‘Raat Akeli Hai: The Bansal Murders’ Actor Nawazuddin Siddiqui Talks About Reprising Jatil Yadav Once Again!

When Raat Akeli Hai released first on Netflix, audiences met a protagonist unlike the typical screen detective. Inspector Jatil Yadav wasn’t loud, flamboyant, or eager to dominate a room. He was a man of silences, watchful, withholding, quietly fractured. And yet, through #NawazuddinSiddiquis restraint, he became unforgettable. Much like Nawazuddin himself.
Now, years later, with Raat Akeli Hai: The Bansal Murders on Netflix yet again, Nawaz steps back into Jatil’s world, a world of shadows, whispered motives, and the kind of moral ambiguity that erodes certainty one layer at a time. For the actor, the return feels less like revisiting a role and more like resuming a conversation left unfinished.
“Jatil isn’t the same man anymore,” Nawaz reflects. “Life changes you. Time changes you. Cases change you. But the one thing that hasn’t changed is his relationship with the truth.”
The new film, produced by RSVP and MacGuffin Pictures, pushes Jatil into a more complex, morally treacherous terrain. The stakes are higher, the lies run deeper, and every character connected to the Bansal family guards something they’re unwilling to say out loud. For Nawaz, navigating Jatil’s evolution meant rediscovering his emotional temperature, still quiet, still internal, but carrying the weight of years that have hardened and sharpened him in equal measure.
What makes Jatil compelling, Nawaz says, is his duality. He is deeply human yet uncompromising; introspective yet unblinking in the face of danger; flawed yet pulled forward by a moral compass that refuses to bend. “He still looks at a case with objectivity, with that razor-sharp instinct,” Nawaz says. “No matter how much pressure he faces, or who stands in his way, he doesn’t walk away from the truth.”
The film leans into the atmospheric realism that defined the first film, where stillness, silence, and the emotional tension  linger in the spaces between words. But this time, the canvas is larger. The mystery unfolds inside the charged world of the Bansal family, where power, privilege, guilt, and generational secrets collide. Jatil stands at the center of this storm, piecing together a puzzle built not just on crime, but on human darkness.

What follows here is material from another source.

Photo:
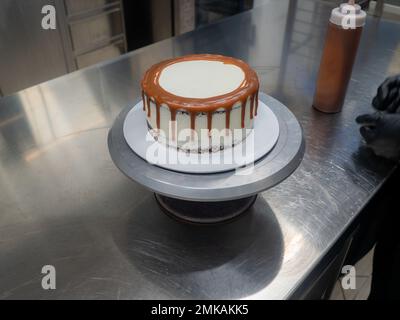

For Nawazuddin Siddiqui, this chapter demanded a deeper internal excavation. “Jatil is not a man who shows you what he’s feeling,” he says. “Everything is beneath the surface. To play someone like that, you have to sit quietly. You have to let the silences work especially when you are a small town cop, standing in the face of authority. As is all too familiar in our country. ” Nawazuddin emphasizes the importance of restraint and realism in playing Jatil, rather than over-dramatization.
He describes the process as both challenging and strangely intimate, slipping back into a mindset defined by hesitations, unresolved questions, and the quiet ache of a man who has seen too much and said too little. “He still carries his past. He still struggles with it. And that becomes part of how he sees this new case. As an actor, reprising the same role after such a long period requires you to dig deep and remind yourself of the person that you were and how both you and the character have and should have evolved.” Nawaz shares.
Working again with director Honey Trehan deepened this exploration. “Honey understands the world of this film in a very sensitive way,” Nawaz says. “His direction is subtle but very precise. There’s a discipline in the way he builds tension, with silence, with pauses, with what’s not being said.”
Following its world premier at the International Film Festival of India (IFFI) last month, the film released globally on Netflix on 19 December and received immediate critical acclaim on the opening weekend. The excitement was twofold: the return of a beloved character and the expansion of a noir universe that struck a chord with critics and the fans who embraced its unhurried pace, its emotional complexity, and its refusal to offer easy answers.
For Nawazuddin Siddiqui, stepping into Jatil Yadav once again felt inevitable. “Some characters stay with you,” he says quietly. “Jatil was one of them. He still is.”
Streaming only on Netflix, Raat Akeli Hai: The Bansal Murders from 19th December.